U.S ports most expensive on D&D charges: Container xChange
Despite increased regulatory scrutiny, New York, Long Beach, Los Angeles, Oakland and Savannah had high D&D charges.
Demurrage and Detention (D&D) charges imposed on U.S. shippers by container lines continue to be the most expensive in the world, and have increased this year even as global average fees have fallen from the record highs of 2021, according to the latest report from Container xChange.
New York leads the way in first place followed by the ports of Long Beach, Los Angeles, Oakland and Savannah, says Container xChange's Demurrage & Detention Benchmark 2022 report.
"All five ports are more than 2-3 times more expensive than Hong Kong in the seventh spot, and at least 20 times more expensive than leading Asian container hubs such as Dalian in China and Busan in Korea," says the report.
Container xChange ranked the 60 most expensive global ports for D&D charges levied by eight container lines on customers two weeks after cargo arrives at the port or is discharged from the vessel.
Demurrage: "Charge paid for the use of containers within the terminal beyond the free time period. For import cargo, the demurrage time is the period from container discharge from the vessel until gate-out of the full container from the terminal. For export cargo, the demurrage time is the period from gate-in of the full container into the terminal until the full container is loaded on board a vessel."

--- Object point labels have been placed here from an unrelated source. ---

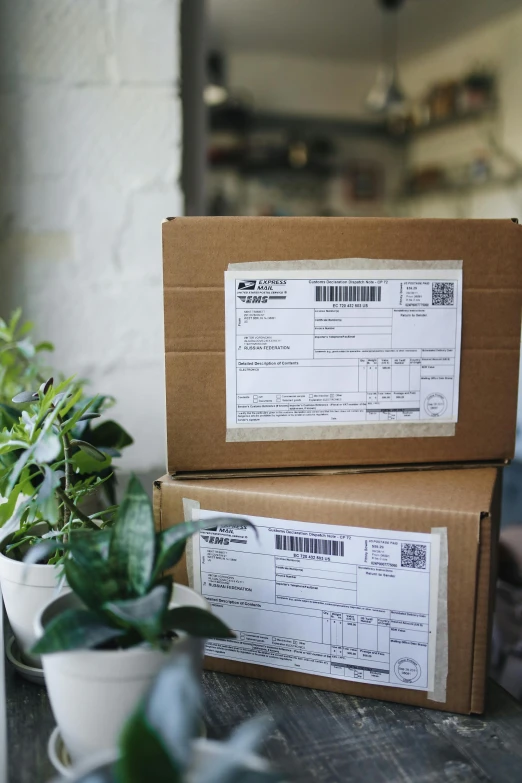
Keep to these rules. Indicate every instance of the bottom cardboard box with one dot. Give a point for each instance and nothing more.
(376, 585)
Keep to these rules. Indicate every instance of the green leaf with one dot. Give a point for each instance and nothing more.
(90, 450)
(88, 416)
(171, 542)
(27, 327)
(74, 629)
(23, 397)
(144, 756)
(197, 622)
(170, 715)
(9, 415)
(111, 435)
(132, 545)
(89, 575)
(49, 509)
(43, 346)
(82, 463)
(41, 551)
(50, 481)
(145, 614)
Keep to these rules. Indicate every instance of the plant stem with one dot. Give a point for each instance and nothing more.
(75, 510)
(66, 454)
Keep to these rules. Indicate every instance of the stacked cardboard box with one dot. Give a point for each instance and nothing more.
(350, 386)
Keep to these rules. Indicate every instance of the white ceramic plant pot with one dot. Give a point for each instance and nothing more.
(206, 752)
(26, 590)
(93, 692)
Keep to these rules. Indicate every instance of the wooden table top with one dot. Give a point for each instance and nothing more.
(318, 736)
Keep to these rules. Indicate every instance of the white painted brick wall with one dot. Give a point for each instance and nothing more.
(90, 134)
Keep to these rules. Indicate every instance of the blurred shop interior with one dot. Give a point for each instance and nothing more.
(359, 107)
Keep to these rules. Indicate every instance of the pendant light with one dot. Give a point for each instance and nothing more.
(386, 95)
(215, 92)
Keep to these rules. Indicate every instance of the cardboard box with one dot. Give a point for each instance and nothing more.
(385, 637)
(197, 252)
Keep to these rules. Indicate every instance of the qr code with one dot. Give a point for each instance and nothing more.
(413, 555)
(442, 294)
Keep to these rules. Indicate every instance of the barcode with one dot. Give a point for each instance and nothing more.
(443, 294)
(313, 546)
(348, 293)
(413, 555)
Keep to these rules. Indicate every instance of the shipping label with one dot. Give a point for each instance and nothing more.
(342, 347)
(343, 602)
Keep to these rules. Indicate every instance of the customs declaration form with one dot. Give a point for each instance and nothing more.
(330, 347)
(334, 601)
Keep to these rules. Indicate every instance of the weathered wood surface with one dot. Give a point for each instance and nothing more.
(319, 736)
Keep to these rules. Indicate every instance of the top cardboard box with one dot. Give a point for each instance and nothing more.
(383, 329)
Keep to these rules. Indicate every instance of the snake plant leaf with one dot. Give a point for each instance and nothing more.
(90, 450)
(196, 622)
(132, 547)
(75, 629)
(91, 578)
(171, 542)
(144, 614)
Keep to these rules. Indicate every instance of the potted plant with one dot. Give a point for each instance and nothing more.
(103, 642)
(159, 741)
(48, 470)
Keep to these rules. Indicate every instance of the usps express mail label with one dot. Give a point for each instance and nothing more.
(342, 347)
(343, 602)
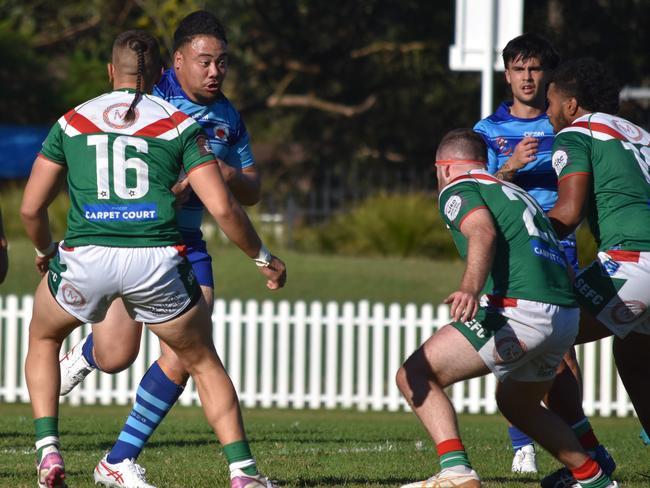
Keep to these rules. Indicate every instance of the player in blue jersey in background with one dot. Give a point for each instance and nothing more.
(193, 85)
(520, 137)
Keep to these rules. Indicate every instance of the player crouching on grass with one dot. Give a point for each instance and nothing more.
(519, 329)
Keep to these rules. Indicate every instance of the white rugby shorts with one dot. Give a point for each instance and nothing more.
(155, 283)
(521, 339)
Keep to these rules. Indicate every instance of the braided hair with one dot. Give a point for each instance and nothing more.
(590, 82)
(145, 66)
(139, 47)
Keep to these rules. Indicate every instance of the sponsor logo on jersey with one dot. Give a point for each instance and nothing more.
(114, 116)
(628, 311)
(502, 145)
(203, 144)
(544, 250)
(588, 292)
(508, 349)
(221, 132)
(559, 161)
(134, 212)
(607, 264)
(631, 131)
(452, 207)
(72, 296)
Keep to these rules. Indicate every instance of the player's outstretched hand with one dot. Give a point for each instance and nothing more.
(42, 263)
(275, 272)
(525, 152)
(464, 305)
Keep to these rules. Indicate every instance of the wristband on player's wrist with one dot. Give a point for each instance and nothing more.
(263, 258)
(48, 251)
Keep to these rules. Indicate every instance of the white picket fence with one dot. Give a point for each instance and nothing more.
(299, 355)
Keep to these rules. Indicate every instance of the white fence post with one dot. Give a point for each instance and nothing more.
(301, 355)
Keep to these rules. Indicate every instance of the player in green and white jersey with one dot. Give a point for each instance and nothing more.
(122, 153)
(603, 167)
(514, 315)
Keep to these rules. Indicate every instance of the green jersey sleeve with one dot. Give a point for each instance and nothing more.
(196, 148)
(571, 154)
(458, 202)
(53, 145)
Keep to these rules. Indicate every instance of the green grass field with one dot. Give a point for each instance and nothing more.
(310, 277)
(298, 448)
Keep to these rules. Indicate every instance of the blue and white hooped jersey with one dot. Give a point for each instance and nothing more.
(502, 132)
(227, 135)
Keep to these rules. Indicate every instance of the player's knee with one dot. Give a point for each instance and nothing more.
(116, 360)
(400, 379)
(173, 368)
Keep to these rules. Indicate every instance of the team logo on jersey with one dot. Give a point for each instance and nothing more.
(114, 116)
(559, 161)
(508, 349)
(221, 132)
(72, 296)
(203, 144)
(628, 311)
(502, 145)
(630, 130)
(452, 207)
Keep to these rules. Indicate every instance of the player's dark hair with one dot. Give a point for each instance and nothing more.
(147, 61)
(464, 143)
(531, 45)
(590, 82)
(199, 23)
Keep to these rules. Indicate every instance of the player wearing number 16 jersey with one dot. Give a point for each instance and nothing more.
(603, 167)
(121, 153)
(514, 314)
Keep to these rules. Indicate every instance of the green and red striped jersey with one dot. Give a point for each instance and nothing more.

Detention: "Charge paid for the use of containers outside of the terminal or depot, beyond the free time period. For import cargo, the detention time is the period from gate-out of the full container until gate-in of the empty container into the restoration point. For export cargo, the detention time is the period from the pick-up of the empty container from the terminal or depot until gate-in of the full container in the terminal."
Spotlight on D&D
Under heavy pressure from shipper lobbyists, U.S. President Joe Biden signed the Ocean Shipping Reform Act (OSRA) into law on June 16, 2022. OSRA gives the Federal Maritime Commission the power to act more assertively on D&D charges and shifts the burden of proof for the reasonableness of fees to ocean carriers instead of shippers, says the report.
"Throughout the pandemic, as shipping costs have soared and inflation has become a threat to the U.S. economy, the focus on container line behaviour by politicians and regulators has magnified," says Christian Roeloffs, Co-Founder, Container xChange.
"U.S. agricultural shippers have been particularly outspoken about their inability to find affordable empty containers for exports. But importers have been equally outraged by what many believe has been profiteering on D&D charges by container lines. Some have started legal actions against carriers. This really came into the cross hairs of President Biden this year when he has been highly critical of container lines. His administration addressed D&D in the Ocean Shipping Reform Act and we're now waiting to see how this will be implemented and whether it will change shipper or carrier behaviour significantly."
Global average D&D declines; U.S. hubs see increase
The Demurrage & Detention Benchmark 2022 report finds that the global average D&D charges increased by 38 percent for standard-sized containers from $586 in 2020 to $868 in 2021.
"So far in 2022, average D&D charges at the major ports have declined to an average of $664 per container or by 26 percent, although fees remain far higher than pre-pandemic by around 12 percent."
U.S. shippers, however, are not benefitting from these global declines, says the report. "For example, in May 2022, the average charges levied by container lines on customers two weeks after a box was discharged from the vessel at the port of Long Beach was $2,730 per container, up from $2,638 a year earlier. At the port of Los Angeles, in May 2022, the average D&D fees increased from $2,594 per container in 2021 to $2,672 per container."
Fees vary by port and carrier
Of the leading container lines across ports, COSCO currently has the lowest D&D charges while HMM's D&D fees are the highest.
By region, D&D charges in May in the U.S. were the highest at $2,692 per container. This compared to $549 in Europe, $482 in India, $453 in China and $366 in the Rest of Asia, the report said.
Reducing D&D costs
Dr. Johannes Schlingmeier, CEO & Founder, Container xChange, says using shipper-owned containers (SOCs) instead of shipping line/carrier-owned containers (COCs) could help reduce shipper supply chain costs.
"Taking the SOC option means you're not leasing a container from the shipping line," he said. "So, if your container gets held up inside or outside of the terminal, you won't have to pay late fees to them. "
Better planning by supply chain partners and better communication between logistics partners and stakeholders can help reduce liability and exposure, Schlingmeier added.